The build is foul first, egg second. Small fava beans, soaked and simmered until fully soft, are crushed warm with crushed garlic, lemon juice, salt, and olive oil and held loose. The egg goes in by one of a few standard routes. The most common is to scramble eggs softly and either fold them through the warm beans so the bowl turns rich and creamy, or pile them on one side as a distinct soft mound. Other kitchens top the beans with halved boiled eggs for a firmer, cleaner contrast, or slide a fried egg with a runny yolk over the mash so the yolk breaks down into it as a sauce. Whichever route, the finish is standard: olive oil, cumin, parsley, often diced tomato and onion, with torn khubz for scooping or a pita for a hand-held version. Good execution shows soft well-seasoned beans underneath, egg that is tender, scramble still glossy and just set, boiled egg with a creamy not chalky yolk, fried egg with the white firm and the yolk liquid, and a result where the egg enriches the fava rather than smothering it. Sloppy execution is chalky undercooked beans, eggs scrambled hard and dry into rubbery curds, or a fried egg cooked until the yolk is solid so there is no sauce to gain.

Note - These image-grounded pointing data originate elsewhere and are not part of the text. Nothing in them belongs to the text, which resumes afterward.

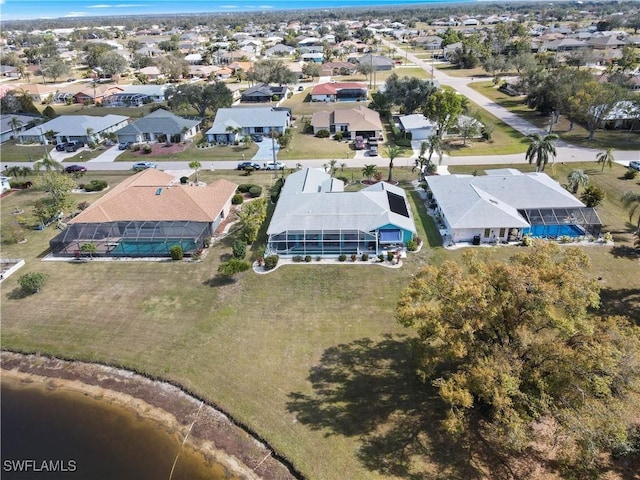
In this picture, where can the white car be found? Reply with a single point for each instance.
(275, 166)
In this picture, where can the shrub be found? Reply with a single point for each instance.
(255, 191)
(245, 187)
(176, 252)
(239, 249)
(271, 261)
(32, 282)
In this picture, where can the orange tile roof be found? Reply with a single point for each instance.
(137, 199)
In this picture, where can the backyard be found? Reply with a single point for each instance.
(309, 356)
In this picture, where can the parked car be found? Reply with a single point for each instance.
(245, 165)
(275, 166)
(75, 169)
(144, 165)
(74, 146)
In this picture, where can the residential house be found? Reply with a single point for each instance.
(146, 215)
(360, 121)
(7, 130)
(505, 205)
(315, 216)
(85, 128)
(159, 126)
(231, 124)
(265, 93)
(339, 91)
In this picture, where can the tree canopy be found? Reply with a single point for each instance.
(511, 344)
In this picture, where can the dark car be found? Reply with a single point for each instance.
(75, 169)
(74, 146)
(245, 165)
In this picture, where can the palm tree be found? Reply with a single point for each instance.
(195, 165)
(606, 158)
(540, 149)
(392, 152)
(15, 124)
(576, 178)
(369, 171)
(631, 202)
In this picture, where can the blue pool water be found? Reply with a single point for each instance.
(554, 231)
(150, 249)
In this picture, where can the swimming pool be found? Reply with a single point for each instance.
(554, 231)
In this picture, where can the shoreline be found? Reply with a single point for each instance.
(209, 432)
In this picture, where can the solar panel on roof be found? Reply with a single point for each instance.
(397, 204)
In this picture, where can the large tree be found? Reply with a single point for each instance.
(513, 344)
(444, 107)
(594, 102)
(201, 98)
(540, 148)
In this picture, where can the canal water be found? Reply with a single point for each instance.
(48, 435)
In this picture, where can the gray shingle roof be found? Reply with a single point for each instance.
(312, 200)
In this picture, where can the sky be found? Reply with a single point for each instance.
(30, 9)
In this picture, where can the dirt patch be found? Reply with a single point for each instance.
(213, 433)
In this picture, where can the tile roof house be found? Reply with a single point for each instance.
(339, 91)
(250, 120)
(360, 121)
(68, 128)
(315, 216)
(506, 204)
(146, 215)
(159, 126)
(265, 93)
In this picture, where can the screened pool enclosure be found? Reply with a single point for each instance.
(131, 239)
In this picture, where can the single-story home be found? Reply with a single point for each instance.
(231, 124)
(353, 122)
(265, 93)
(339, 92)
(10, 128)
(505, 205)
(159, 126)
(146, 215)
(85, 128)
(315, 216)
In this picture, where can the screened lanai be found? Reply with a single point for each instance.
(132, 238)
(562, 222)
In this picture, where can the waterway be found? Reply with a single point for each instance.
(51, 434)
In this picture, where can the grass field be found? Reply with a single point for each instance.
(309, 356)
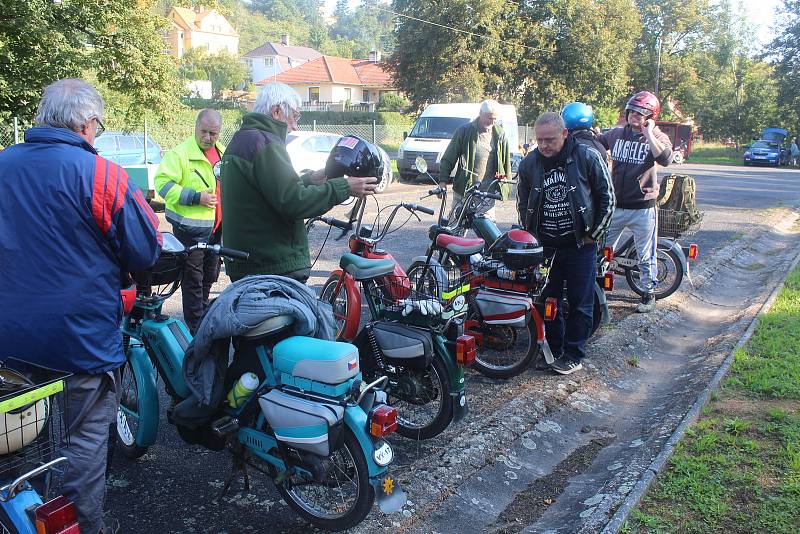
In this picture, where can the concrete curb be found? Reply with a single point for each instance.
(615, 523)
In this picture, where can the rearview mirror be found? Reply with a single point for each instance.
(421, 165)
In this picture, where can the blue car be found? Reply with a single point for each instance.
(763, 151)
(127, 148)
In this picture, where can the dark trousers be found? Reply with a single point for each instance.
(576, 266)
(199, 274)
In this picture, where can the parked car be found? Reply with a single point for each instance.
(310, 150)
(127, 148)
(763, 151)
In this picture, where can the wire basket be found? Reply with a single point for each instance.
(673, 223)
(32, 417)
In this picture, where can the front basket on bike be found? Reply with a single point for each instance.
(32, 425)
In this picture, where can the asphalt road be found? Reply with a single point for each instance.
(175, 487)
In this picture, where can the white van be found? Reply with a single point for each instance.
(435, 127)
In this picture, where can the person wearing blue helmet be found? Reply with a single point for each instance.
(579, 120)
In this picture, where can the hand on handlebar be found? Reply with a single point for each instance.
(360, 186)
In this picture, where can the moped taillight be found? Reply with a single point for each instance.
(57, 516)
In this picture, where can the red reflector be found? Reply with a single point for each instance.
(550, 308)
(382, 421)
(608, 282)
(57, 516)
(466, 351)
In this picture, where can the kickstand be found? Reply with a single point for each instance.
(239, 466)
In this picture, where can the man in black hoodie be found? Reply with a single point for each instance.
(566, 200)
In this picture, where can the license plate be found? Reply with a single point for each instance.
(383, 455)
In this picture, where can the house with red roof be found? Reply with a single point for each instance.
(330, 83)
(271, 59)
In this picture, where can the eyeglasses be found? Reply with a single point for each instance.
(100, 127)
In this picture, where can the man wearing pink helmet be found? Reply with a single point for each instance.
(636, 150)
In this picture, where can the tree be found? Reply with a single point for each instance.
(116, 42)
(785, 51)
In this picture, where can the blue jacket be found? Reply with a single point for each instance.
(71, 228)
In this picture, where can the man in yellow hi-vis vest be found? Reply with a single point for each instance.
(187, 179)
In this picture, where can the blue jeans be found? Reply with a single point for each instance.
(577, 266)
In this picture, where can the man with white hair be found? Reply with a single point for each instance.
(479, 152)
(71, 227)
(265, 201)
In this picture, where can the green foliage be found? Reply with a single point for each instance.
(115, 42)
(393, 102)
(355, 117)
(224, 70)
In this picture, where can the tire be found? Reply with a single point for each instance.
(670, 274)
(349, 467)
(438, 403)
(342, 305)
(506, 351)
(128, 416)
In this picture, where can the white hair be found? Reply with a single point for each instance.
(69, 103)
(490, 106)
(277, 94)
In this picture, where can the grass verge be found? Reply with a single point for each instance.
(737, 469)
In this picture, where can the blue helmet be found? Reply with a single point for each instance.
(577, 115)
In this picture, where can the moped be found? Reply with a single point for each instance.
(32, 433)
(410, 337)
(312, 424)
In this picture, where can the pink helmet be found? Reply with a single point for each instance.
(644, 103)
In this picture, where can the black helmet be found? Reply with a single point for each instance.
(353, 156)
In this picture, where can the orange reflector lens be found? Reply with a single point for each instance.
(550, 308)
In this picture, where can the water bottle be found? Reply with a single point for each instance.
(242, 389)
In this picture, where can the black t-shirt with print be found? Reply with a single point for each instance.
(556, 225)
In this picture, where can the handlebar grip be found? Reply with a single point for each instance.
(344, 225)
(232, 253)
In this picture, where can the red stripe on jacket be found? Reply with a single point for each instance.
(108, 192)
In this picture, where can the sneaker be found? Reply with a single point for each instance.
(647, 304)
(566, 365)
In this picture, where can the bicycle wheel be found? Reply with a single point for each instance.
(669, 277)
(128, 416)
(343, 498)
(341, 305)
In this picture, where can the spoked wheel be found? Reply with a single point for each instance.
(340, 304)
(342, 498)
(503, 351)
(128, 415)
(670, 274)
(422, 399)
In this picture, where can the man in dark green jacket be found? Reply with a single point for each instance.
(265, 201)
(479, 151)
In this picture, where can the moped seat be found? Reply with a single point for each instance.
(460, 246)
(273, 324)
(363, 268)
(330, 362)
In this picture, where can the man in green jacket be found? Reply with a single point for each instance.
(187, 180)
(265, 199)
(479, 151)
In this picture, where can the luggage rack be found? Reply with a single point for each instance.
(33, 410)
(672, 223)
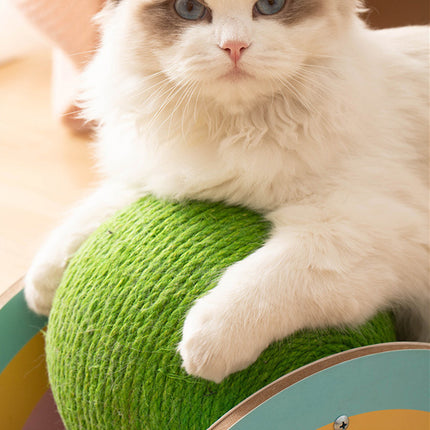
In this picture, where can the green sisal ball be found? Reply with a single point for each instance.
(117, 318)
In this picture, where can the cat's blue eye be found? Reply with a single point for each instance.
(190, 9)
(269, 7)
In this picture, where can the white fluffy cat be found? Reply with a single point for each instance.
(293, 108)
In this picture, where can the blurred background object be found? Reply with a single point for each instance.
(397, 13)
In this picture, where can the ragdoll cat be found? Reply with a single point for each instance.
(292, 108)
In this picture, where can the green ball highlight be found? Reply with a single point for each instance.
(116, 322)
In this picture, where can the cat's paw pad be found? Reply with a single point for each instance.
(213, 343)
(40, 284)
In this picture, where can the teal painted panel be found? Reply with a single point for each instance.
(18, 325)
(388, 380)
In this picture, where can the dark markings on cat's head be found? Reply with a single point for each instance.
(296, 11)
(165, 25)
(163, 22)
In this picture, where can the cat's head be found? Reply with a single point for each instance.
(232, 52)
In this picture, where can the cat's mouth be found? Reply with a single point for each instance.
(235, 74)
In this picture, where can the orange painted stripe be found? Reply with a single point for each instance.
(23, 383)
(395, 419)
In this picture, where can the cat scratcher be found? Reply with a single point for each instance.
(117, 317)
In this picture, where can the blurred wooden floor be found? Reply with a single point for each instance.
(44, 169)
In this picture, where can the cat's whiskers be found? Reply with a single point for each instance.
(172, 92)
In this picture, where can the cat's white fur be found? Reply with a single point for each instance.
(329, 140)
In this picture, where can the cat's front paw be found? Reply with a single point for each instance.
(41, 283)
(216, 341)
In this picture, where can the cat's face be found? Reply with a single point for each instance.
(233, 52)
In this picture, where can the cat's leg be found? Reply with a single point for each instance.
(317, 270)
(51, 260)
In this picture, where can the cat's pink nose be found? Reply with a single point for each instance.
(234, 48)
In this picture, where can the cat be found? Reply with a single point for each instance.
(293, 108)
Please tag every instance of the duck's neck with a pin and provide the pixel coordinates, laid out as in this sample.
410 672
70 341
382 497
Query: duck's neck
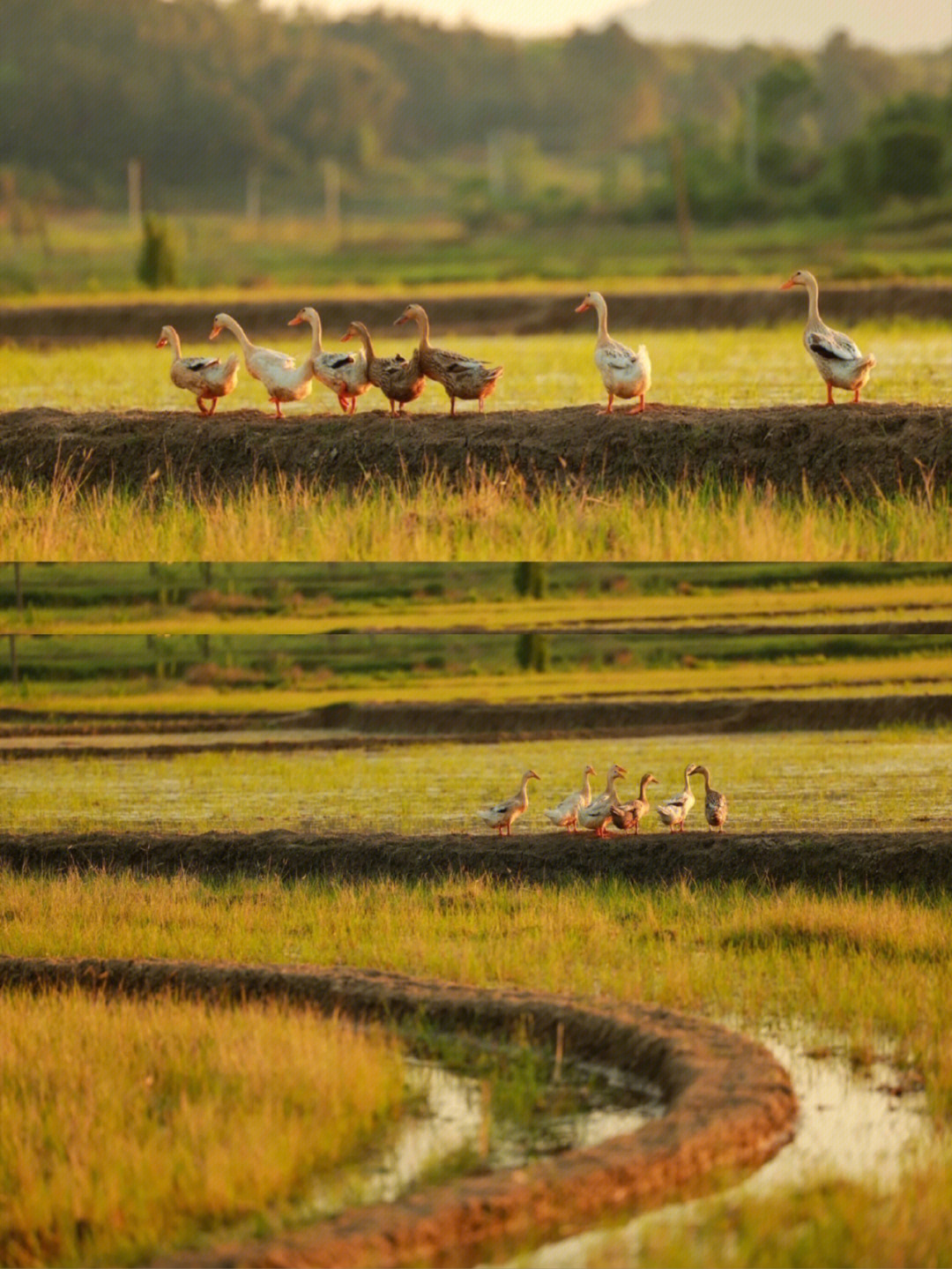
230 324
602 310
364 337
813 291
424 327
316 346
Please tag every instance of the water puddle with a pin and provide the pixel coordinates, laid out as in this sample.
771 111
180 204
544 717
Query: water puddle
867 1123
454 1130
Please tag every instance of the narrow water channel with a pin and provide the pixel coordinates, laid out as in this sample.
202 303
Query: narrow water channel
856 1123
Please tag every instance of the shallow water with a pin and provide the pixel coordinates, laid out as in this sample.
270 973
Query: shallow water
457 1123
776 780
853 1126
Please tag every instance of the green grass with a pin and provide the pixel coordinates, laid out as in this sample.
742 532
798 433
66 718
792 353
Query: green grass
720 369
92 254
871 968
486 518
480 517
147 1122
773 780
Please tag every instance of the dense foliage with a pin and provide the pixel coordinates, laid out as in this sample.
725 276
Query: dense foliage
210 95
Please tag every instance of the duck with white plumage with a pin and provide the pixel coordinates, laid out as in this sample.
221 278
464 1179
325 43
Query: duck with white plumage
596 815
836 355
503 815
208 377
625 372
566 814
280 375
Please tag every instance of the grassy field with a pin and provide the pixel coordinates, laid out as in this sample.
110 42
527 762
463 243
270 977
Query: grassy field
94 254
755 366
870 968
487 517
148 1122
822 780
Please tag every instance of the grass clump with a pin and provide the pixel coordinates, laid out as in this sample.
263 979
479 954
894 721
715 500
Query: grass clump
151 1121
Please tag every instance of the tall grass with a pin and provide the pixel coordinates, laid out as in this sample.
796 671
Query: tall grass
485 517
148 1121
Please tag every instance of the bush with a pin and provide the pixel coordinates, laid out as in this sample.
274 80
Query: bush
156 265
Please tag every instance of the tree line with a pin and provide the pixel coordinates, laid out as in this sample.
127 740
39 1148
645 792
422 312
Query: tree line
205 93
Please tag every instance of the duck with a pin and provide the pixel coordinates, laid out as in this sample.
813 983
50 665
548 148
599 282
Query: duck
625 373
344 373
566 814
205 376
673 812
629 815
465 377
598 814
715 805
283 378
399 379
837 357
505 814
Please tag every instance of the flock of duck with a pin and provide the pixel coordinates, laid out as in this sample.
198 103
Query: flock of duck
581 810
627 373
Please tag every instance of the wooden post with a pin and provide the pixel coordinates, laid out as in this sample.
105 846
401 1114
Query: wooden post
135 192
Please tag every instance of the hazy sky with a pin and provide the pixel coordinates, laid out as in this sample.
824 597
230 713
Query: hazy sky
800 23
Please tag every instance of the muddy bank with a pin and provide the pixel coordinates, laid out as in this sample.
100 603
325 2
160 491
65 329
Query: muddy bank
353 726
729 1108
822 861
506 314
850 450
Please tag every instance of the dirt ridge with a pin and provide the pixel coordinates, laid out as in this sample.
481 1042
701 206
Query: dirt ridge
729 1108
918 859
848 451
353 726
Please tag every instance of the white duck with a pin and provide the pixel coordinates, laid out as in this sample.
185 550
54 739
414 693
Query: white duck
598 814
673 812
837 357
715 805
566 814
625 373
344 373
503 814
283 378
629 815
205 376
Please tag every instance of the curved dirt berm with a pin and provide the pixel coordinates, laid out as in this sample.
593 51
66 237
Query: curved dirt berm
850 450
729 1108
914 859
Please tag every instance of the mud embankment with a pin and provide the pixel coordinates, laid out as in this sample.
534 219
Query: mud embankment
867 861
26 735
729 1108
847 451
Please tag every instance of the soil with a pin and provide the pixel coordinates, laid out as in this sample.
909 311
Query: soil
503 314
729 1107
916 859
26 734
850 450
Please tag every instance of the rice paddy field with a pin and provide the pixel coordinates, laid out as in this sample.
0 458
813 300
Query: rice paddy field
480 514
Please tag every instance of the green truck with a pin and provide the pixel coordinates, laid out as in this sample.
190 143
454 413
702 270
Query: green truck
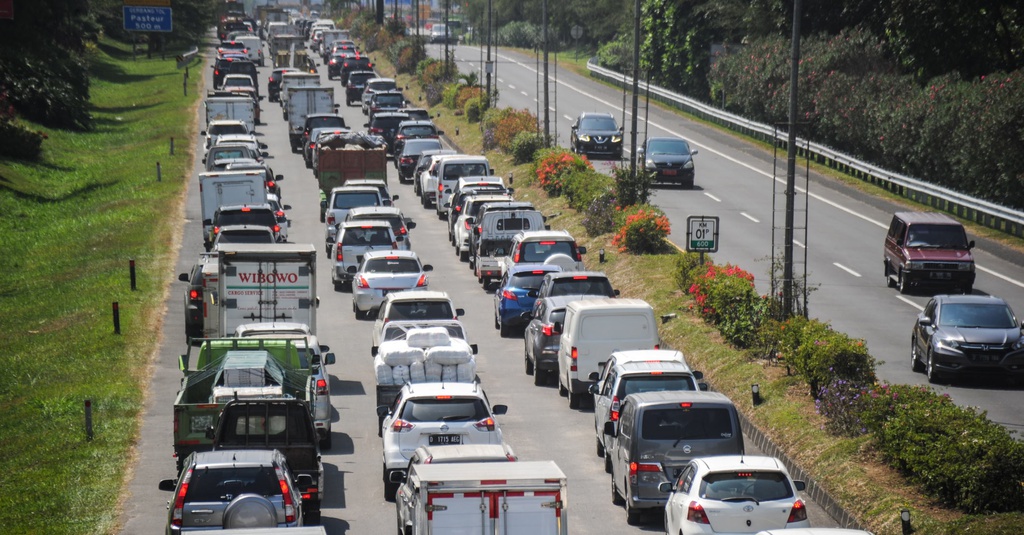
226 369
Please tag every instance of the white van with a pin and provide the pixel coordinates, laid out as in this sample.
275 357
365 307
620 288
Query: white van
592 331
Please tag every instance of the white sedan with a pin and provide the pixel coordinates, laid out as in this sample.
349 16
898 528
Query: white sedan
381 273
733 494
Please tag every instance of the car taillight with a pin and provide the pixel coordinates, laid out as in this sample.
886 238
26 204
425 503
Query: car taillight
696 515
799 511
286 494
401 426
179 500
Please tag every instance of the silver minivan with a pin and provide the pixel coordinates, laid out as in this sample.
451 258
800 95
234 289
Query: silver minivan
655 437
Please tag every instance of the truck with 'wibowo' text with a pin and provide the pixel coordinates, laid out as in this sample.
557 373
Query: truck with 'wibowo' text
266 283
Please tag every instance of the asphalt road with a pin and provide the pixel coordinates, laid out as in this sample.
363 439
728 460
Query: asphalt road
845 229
539 424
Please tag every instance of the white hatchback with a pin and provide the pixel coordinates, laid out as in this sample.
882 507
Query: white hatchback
733 494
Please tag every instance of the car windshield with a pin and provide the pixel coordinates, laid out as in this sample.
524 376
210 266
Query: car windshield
448 409
668 147
937 237
742 486
581 286
978 316
598 123
540 251
221 484
693 423
641 383
421 311
353 199
391 265
526 280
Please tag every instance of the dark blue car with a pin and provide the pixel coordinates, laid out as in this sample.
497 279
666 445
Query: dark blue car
512 296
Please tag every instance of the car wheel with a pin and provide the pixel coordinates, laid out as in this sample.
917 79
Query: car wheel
930 371
914 358
616 498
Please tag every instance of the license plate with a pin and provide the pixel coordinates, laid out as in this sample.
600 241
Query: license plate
443 440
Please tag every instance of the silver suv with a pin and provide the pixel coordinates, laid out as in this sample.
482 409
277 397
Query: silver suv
235 489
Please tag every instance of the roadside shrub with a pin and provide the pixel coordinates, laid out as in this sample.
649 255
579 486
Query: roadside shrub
600 215
726 297
643 232
553 167
955 454
524 146
820 355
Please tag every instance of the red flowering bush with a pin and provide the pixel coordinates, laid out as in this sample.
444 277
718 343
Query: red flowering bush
555 165
643 232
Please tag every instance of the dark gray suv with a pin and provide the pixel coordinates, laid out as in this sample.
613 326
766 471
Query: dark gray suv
233 489
962 334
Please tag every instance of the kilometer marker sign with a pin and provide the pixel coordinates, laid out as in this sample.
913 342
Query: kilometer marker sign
701 234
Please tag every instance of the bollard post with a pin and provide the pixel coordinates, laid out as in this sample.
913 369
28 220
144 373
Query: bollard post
88 419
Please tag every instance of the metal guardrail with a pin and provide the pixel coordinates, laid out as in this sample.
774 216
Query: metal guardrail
982 212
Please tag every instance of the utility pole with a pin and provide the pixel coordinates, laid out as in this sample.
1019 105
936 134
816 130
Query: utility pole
547 106
791 171
636 89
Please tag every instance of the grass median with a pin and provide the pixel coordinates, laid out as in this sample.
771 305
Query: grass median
74 222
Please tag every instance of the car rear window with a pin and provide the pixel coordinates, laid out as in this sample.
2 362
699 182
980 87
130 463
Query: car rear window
421 311
641 383
762 486
687 424
220 484
391 265
453 409
354 199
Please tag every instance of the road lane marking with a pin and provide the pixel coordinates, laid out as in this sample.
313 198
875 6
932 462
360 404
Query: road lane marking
847 270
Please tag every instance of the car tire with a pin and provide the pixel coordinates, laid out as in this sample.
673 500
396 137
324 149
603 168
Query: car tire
616 498
915 364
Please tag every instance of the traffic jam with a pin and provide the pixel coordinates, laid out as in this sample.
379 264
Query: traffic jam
254 416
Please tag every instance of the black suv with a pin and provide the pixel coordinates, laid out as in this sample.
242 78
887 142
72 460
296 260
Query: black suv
262 214
233 489
385 124
596 134
355 84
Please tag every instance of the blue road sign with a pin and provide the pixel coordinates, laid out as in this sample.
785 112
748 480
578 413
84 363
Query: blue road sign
138 18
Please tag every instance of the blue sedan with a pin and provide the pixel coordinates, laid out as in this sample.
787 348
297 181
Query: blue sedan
511 297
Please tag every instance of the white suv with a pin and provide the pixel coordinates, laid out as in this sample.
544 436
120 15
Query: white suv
434 414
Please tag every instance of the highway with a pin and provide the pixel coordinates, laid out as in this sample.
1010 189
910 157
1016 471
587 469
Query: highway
539 424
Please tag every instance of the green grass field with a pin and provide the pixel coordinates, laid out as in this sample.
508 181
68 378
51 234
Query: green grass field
73 222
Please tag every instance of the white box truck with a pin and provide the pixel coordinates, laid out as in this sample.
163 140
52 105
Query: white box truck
266 283
484 498
231 108
226 189
302 101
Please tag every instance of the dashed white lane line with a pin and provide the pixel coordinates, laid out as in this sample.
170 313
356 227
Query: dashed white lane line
847 270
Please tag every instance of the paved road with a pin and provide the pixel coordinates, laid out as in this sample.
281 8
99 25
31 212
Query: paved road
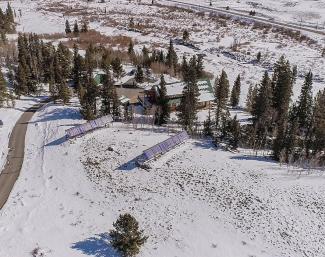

It varies almost entirely by how the egg is handled, since the bean base is the same as the plain olive-oil version underneath. Folded scramble makes the whole bowl uniform and rich; eggs left whole on top, boiled or fried, keep the bean and egg as separate textures you combine bite by bite. The garlic and lemon level in the foul is the other lever, often pushed a little harder here so it cuts the added fat of the egg. This egg form sits beside the olive-oil, yogurt, and hummus builds of foul as its own named version rather than a variant note on them, and each deserves its own treatment. What foul ma' bayd reliably delivers is the everyday fava base made into a fuller plate by egg: earthy beans, garlic and lemon, and soft savory egg, eaten warm with bread.